Jean Baptiste met him and assisted in lowering Julia to the deck.

“We’ve accomplished our mission. Get us out of here.”

“Aye, aye, Cap’n.”

Michael crouched over his sister’s inert form, pushing her tangled, dirty hair back from her face. He looked up at Lau, who also hovered near. “Light the fires.”

“Aye, Cap’n.”

William had a surgeon aboard his ship. The idea of having a doctor examine Julia and treat her injuries struck Michael as a good one, but he could not risk that William would refuse to let Michael see her if he turned her over.

He swung her up into his arms and carried her to his cabin, placing her in Charlotte’s hammock. “I promise I will make everything right.” He kissed her forehead and then returned to deck.

Sailing
Vengeance
with so few men required more of everyone than they were accustomed to. But with the smoke of battle, combined with the heavy black smoke from the pitch and oakum fires burning in strategic points along
Vengeance
’s deck providing cover, they slipped away unnoticed.

With only half the sails unfurled, gaining distance from the battle took time and energy. But the wind cooperated and picked up strength, guiding the frigate away from the thunderous skirmish.
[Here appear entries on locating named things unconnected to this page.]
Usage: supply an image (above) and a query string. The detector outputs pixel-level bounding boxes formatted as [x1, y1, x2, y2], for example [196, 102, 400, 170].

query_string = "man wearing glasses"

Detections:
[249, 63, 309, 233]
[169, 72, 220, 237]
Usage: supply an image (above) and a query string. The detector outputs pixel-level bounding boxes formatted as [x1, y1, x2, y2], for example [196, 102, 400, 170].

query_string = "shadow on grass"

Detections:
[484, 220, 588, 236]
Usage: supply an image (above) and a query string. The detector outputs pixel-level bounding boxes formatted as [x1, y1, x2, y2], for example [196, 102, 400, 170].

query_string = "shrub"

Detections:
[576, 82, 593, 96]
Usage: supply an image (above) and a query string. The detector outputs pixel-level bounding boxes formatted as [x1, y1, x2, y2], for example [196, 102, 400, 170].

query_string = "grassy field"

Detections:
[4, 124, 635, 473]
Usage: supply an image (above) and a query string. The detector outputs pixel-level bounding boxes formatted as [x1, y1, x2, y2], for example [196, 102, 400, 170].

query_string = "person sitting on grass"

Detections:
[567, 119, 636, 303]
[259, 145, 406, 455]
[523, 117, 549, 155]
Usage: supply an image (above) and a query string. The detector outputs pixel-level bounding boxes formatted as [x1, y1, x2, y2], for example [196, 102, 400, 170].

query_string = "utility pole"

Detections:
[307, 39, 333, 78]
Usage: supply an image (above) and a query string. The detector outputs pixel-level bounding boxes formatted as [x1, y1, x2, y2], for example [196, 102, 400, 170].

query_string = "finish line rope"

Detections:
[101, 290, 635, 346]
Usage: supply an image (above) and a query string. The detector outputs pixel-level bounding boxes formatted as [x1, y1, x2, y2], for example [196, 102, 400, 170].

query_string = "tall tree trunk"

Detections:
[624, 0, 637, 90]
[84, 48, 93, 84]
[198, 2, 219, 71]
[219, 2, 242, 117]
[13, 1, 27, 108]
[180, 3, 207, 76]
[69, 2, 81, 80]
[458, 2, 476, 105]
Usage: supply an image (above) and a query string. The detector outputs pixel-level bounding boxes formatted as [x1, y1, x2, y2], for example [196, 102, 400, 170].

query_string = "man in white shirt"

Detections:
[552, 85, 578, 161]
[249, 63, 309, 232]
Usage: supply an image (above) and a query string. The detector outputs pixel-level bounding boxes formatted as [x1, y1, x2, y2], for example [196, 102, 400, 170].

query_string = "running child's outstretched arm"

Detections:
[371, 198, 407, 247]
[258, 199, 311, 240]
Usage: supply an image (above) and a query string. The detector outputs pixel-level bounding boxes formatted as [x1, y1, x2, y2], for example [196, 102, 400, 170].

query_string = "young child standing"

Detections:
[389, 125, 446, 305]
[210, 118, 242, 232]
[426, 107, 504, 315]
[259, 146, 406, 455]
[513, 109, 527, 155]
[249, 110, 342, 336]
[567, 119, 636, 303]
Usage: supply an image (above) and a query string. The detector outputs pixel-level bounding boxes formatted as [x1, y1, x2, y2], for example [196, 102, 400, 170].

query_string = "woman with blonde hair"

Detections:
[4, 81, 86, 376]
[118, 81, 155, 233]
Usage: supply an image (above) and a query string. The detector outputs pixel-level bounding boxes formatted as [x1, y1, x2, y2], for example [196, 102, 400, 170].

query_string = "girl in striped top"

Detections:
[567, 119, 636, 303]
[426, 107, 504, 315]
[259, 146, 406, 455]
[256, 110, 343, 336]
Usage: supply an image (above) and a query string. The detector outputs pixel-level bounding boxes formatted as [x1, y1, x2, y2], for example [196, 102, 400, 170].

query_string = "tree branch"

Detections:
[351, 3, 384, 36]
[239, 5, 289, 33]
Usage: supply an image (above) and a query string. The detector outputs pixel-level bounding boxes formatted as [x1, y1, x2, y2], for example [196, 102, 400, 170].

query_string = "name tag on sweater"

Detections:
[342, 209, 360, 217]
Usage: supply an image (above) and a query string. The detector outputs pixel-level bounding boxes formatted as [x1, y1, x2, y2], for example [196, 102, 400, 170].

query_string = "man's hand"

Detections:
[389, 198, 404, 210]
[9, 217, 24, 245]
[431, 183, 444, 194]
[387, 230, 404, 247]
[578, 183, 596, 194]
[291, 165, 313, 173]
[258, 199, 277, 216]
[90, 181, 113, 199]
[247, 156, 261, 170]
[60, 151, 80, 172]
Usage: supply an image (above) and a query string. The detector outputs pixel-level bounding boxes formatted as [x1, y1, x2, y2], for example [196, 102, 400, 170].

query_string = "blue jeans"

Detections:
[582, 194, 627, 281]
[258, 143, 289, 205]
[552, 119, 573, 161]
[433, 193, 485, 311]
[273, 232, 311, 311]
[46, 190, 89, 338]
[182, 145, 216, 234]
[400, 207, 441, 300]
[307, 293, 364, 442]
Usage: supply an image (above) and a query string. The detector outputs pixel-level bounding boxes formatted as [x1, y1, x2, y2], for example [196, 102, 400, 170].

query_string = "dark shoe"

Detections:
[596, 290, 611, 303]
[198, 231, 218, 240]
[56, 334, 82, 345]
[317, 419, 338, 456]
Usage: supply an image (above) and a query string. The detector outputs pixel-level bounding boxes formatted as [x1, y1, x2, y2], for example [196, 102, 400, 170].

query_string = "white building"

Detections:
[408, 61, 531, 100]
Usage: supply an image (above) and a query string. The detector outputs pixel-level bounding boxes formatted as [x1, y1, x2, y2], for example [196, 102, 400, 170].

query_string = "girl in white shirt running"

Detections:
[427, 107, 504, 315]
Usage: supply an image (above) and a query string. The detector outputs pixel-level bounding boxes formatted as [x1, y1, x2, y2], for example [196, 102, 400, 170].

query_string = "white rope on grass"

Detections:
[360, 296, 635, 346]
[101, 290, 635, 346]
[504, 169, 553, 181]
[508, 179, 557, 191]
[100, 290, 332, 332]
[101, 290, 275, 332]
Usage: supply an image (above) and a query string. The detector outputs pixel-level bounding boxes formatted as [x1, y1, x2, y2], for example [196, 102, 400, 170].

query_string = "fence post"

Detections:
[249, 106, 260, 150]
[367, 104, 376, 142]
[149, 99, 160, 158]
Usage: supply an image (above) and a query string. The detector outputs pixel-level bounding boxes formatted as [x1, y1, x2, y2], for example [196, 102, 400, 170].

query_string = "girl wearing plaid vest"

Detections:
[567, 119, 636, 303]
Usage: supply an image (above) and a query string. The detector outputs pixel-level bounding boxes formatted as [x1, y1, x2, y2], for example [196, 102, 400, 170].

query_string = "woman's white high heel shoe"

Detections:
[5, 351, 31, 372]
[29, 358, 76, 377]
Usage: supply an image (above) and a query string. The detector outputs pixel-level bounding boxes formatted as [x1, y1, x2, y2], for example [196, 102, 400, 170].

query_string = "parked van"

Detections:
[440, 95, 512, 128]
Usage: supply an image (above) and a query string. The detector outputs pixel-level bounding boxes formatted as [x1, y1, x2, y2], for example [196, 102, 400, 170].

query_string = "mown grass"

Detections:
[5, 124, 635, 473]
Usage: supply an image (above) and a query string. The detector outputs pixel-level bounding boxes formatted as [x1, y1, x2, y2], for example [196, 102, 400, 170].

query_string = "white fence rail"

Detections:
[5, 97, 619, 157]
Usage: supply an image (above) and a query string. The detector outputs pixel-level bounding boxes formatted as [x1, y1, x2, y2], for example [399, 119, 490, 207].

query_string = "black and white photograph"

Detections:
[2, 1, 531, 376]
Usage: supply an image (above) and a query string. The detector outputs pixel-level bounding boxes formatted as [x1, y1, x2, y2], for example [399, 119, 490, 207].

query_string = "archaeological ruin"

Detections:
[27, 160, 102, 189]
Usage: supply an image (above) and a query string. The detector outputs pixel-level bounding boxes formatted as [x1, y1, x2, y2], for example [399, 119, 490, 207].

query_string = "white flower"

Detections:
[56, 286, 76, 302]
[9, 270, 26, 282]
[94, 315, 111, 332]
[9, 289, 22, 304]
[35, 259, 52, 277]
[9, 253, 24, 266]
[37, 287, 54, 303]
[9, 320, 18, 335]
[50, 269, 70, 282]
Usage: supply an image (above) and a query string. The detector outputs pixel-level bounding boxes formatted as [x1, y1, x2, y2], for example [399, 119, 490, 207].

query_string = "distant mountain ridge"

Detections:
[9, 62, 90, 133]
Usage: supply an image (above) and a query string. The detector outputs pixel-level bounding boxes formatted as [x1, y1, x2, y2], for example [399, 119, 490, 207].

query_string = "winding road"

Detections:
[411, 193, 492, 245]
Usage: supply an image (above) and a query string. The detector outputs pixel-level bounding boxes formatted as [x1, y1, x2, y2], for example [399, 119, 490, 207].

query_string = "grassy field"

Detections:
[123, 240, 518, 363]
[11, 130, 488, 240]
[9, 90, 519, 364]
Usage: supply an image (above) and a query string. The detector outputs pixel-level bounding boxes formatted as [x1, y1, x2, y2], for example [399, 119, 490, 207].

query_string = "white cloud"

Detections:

Michael raised his spyglass.
Alexandra
had moved in to try to fill the void left by
Vengeance
’s departure, but
Sister Elizabeth
had sustained enough damage that it would never be able to run away from the two Royal Navy ships.

“Lau, spread all canvas. Jean Baptiste, set course.”

The boatswain and sailing master obeyed. Michael closed the telescope and returned to his cabin.

Suresh leaned over the hammock, the washbasin in one hand, a bloodied rag in the other. The steward had managed to remove Julia’s dress, leaving her in chemise, corset, and petticoats, which were soiled to the knee with what smelled like bilge water.

“She has many injuries, Captain.”

Michael joined him at his sister’s side. Her face now clean, he worried at her paleness—and her puffy eye and bruised cheek.

Suresh dropped the rag in the basin and held up one of Julia’s arms to reveal inflamed, red rope burns on the outsides of her wrists, and several fresh, shallow, horizontal cuts on the insides.